Sunday, November 26, 2017

Elementals: Stories of Fire and Ice by A.S. Byatt

2017 Reading Challenge - Read a collection of stories by a woman.

Due to this challenge, I made yet another attempt at reading a collection of short stories.  Not since Kipling's "Just So Stories" which is akin to Aesop's Fables, have I enjoyed a short story collection.  Maybe I need to stick to children's short stories rather than adult ones!

I made an attempt a number of years ago with Karen Russell's "St. Lucy's Home for Girls Raised by Wolves" as I heard great things about it, but I was sadly disappointed with the collection (see review June 16, 2012).

Again with "Elementals", I found that frequently the stories were obscure or felt unfinished.  There was quite a variety: from a story of life and death, a princess fairy tale, a Faustian tale, a weird story that was more like a dream/nightmare inside a shopping mall and Biblical tales of morality.

The author's descriptive writing is amazing in "Cold" in describing the ice world of the princess and the glass-blowing of the prince and in "A Lamia in the Cevennes" the artist and his obsession with colors (i.e. the various shades of blue).

Even with the beauty of Byatt's writing, I can appreciate the short story writing, yet I'm not compelled to want to read more.

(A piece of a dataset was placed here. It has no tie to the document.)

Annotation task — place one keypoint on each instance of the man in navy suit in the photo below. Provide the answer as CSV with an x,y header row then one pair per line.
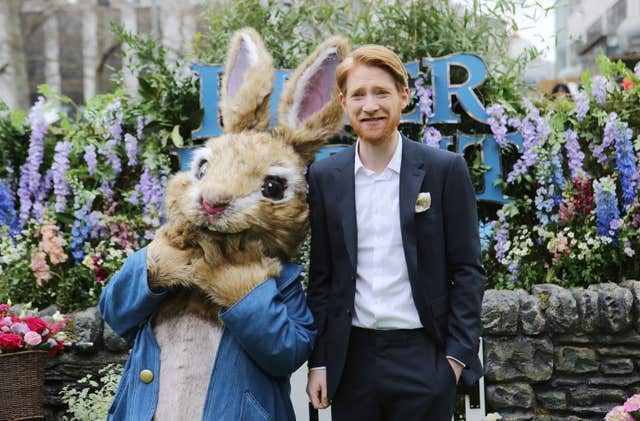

Quotes:  "There was excess of pleasure in the simplicity: stars, flames, water, the scent of cedars and burned fennel, the salt of olives, the juicy flakes of the fish, the gold wine, the sweet berries, the sharp chocolate, the warm air"

"I think perhaps you did the best you could -
I did not tell you this sorry story in order to hear you say that...I told it to hear it told aloud"

"...your past life is mapped two ways, with significant things that of course you remember, births, marriages, deaths, journeys, successes and failures, and then the other sort, the curiously bright-coloured, detailed pointless moments that won't go away."


"You must learn now, that the important lesson...is that the divide is not between the servants and the served, between the leisured and the workers, but between those who are interested in the world and its multiplicity of forms and forces, and those who merely subsist, worrying or yawning."